I start to think that other people have the answers, and that if I just read enough books or articles or blog posts, I’ll eventually stumble onto the right one, the one that brings everything into focus.
It never happens.
Don’t get me wrong: advice is good. Learning from those who’ve gone before? Awesome. And if I’m dealing with a specific technical issue, like how to edit infrared photos or how to incorporate backstory in a way that doesn’t drag a story down… the research is worth it. But in general? There’s too much noise, too much useless information to wade through. (And, because it’s the internet, let’s be honest: too many people who call themselves experts without bringing any new insights.)
I don’t need to read another article on S.M.A.R.T. goals, or whether it’s more valuable to build habits than to set goals.
I just need to do the work and find my own path. I’ll get there eventually.
Aside from saving a whole bunch of articles and blog posts, then deleting them unread, how have I been doing?
Clarify my long-term goals, in writing, photography, and in general.
Progress! Sort of.
I’m still drawing a bit of a blank on my actual ‘long-term’ goals: anything more than a year or two out. However, I have settled on some very good creative goals for the next year, so… that’s something? They’re clear enough that I can actually work toward them, but they’ve also got enough flexibility that, when I do figure out what I want to be when I grow up (ahem), I’ll be able to make adjustments and they’ll still move me forward.
Right now, that’s all I need.
Find a way to structure my time in order to support my bigger goals (creative and otherwise).
So… NaNoWriMo (and trying to catch up before the end of the month) is starting to get in the way. I’ve been sacrificing other things in order to close the distance, and I’m not happy about it.
But this is good! There’s only a week left to go (plus a couple of days), and then I’ll be able to scale things back to something more manageable. And I know what that means now—I’ve finally landed on a daily writing routine that works for me, and what to do with the rest of my time, so I’m not risking burnout or just sitting around staring at a screen.
(I’ve also learned that I need to give myself one afternoon a week to just sit around and stare at a screen, with no intention of doing or learning anything of significance.

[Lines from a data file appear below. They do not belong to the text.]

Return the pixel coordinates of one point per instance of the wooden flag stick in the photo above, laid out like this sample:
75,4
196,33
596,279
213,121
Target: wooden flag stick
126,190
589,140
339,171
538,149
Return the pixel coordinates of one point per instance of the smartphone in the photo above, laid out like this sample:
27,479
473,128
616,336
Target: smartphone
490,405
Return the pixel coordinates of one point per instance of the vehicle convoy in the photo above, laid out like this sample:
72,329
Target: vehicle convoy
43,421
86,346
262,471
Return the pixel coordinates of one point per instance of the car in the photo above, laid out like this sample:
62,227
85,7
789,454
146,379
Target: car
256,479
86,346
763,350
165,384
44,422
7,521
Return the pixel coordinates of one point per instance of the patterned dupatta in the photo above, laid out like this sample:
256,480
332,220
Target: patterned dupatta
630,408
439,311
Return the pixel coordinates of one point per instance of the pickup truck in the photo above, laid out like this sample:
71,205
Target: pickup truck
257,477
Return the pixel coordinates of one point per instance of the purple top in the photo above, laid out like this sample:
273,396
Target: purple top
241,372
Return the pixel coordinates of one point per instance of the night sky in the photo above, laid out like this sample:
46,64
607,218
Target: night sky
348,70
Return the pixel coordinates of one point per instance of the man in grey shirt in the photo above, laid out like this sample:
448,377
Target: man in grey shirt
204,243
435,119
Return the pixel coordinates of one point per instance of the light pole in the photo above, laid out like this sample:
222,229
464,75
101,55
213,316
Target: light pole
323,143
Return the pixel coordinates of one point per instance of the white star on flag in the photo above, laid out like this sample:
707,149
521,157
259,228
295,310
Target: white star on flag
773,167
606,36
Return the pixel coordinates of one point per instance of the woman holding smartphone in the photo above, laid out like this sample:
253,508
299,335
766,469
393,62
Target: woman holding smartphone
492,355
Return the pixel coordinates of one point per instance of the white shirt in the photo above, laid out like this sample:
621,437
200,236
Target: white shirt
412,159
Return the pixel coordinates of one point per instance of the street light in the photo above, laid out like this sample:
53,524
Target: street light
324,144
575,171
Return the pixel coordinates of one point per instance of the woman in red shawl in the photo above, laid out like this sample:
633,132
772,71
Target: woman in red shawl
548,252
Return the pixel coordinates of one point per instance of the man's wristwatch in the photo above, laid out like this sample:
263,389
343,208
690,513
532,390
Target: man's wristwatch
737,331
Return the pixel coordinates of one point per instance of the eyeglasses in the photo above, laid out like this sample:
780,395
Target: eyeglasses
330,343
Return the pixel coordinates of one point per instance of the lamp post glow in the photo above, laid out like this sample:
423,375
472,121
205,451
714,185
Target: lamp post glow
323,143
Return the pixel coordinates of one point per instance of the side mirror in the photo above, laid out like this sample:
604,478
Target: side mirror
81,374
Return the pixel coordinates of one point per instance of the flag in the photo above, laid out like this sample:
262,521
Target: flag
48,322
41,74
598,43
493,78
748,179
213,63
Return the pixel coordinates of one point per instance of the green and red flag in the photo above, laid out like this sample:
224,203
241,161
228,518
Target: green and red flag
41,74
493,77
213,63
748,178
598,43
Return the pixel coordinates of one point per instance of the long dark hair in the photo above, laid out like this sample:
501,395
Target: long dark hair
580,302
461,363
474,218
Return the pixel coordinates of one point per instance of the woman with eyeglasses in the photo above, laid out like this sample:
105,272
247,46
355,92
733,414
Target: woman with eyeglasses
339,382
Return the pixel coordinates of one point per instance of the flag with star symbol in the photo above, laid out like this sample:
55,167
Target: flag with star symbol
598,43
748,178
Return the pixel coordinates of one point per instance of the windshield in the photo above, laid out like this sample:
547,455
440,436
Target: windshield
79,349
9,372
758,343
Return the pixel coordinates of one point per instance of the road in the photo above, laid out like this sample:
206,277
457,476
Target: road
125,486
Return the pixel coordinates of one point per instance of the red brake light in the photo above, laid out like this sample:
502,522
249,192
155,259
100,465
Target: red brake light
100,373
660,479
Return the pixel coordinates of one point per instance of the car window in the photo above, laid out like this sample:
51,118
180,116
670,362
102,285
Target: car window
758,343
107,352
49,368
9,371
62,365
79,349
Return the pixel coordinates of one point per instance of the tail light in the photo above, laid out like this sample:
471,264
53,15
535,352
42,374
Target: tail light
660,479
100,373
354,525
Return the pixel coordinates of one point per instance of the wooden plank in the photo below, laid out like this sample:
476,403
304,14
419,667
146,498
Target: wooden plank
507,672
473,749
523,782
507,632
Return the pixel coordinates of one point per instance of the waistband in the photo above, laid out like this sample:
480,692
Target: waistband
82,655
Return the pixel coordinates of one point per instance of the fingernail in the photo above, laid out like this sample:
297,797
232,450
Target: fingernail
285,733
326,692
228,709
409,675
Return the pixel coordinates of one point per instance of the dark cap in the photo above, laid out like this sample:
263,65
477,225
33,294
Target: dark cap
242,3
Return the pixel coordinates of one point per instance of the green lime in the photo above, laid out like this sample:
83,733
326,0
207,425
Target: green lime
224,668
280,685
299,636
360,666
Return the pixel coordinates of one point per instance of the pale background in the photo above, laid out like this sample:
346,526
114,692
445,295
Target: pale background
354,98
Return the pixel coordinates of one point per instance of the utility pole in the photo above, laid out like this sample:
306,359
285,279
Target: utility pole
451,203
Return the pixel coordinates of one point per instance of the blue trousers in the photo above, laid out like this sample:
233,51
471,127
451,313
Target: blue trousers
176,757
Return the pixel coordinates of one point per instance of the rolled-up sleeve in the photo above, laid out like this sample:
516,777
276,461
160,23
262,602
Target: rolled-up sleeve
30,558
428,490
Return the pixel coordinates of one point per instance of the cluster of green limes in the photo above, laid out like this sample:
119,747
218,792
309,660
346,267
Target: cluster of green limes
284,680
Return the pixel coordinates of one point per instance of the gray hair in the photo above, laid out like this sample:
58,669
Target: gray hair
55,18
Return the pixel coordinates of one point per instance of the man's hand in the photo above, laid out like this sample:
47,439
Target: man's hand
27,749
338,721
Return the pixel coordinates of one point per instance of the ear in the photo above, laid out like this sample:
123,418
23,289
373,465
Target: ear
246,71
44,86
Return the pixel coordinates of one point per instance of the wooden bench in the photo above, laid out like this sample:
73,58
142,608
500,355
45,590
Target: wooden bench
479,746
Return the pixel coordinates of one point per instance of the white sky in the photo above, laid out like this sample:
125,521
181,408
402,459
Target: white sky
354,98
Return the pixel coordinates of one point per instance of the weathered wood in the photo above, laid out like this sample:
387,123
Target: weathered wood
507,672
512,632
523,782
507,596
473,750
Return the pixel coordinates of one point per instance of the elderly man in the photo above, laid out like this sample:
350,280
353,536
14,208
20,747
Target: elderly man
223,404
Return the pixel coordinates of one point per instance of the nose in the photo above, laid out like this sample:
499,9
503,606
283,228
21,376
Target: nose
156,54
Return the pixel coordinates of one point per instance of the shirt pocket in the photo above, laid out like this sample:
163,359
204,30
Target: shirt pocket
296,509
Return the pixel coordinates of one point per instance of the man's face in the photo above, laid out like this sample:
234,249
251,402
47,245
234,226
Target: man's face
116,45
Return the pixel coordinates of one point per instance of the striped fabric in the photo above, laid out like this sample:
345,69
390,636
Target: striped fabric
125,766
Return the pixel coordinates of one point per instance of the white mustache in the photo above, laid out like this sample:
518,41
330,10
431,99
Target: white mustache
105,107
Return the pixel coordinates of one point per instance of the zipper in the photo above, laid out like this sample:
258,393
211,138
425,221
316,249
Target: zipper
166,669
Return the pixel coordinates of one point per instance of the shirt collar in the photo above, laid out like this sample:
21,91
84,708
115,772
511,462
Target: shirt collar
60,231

If I don’t, it’ll happen regardless, and I’ll feel guilty, and then I’ll push myself too hard in order to regain the ground I feel like I’ve lost. I’m still working on giving myself that permission, but knowing that my brain works this way is a good step in the right direction.)
Develop workflows for writing and photography.
I’m definitely starting to settle into a good writing workflow. It’s a challenge (again: NaNo is sucking up most of my time and energy right now), I’m still figuring it out, and I probably won’t be able to fine-tune it until the new year (yay for the holiday disruptions!), but… I’m getting there.
Photography… relies a lot on figuring out those long-term goals.
Experiment with productivity and journalling systems, and find something that works for me.
After weeks of experiments and finally settling on something that clicked… I decided to try something new this week.
It didn’t work. It really did not work.
Again, I’m trying to see the bright side. I know what works for me right now, and while I still want to fine-tune it, I don’t need to keep second-guessing things.
Finish the work on the office.
On the weekend, I bought a tiny fake Christmas tree for the office. I haven’t put it up yet (and I won’t put it up until at least December 15, because I have rules about this sort of thing), but I bought it.
This is a small thing, but it feels significant. I honestly like the office—I want to spend time here, and when the holidays roll around, I want it to feel at least a little bit festive. (It’s still me, so ‘a little bit festive’ means a minimalist bit of evergreen, but it counts.) Given the state this room was in this time last year… that’s huge.
That said, the decluttering is still progressing, however slowly.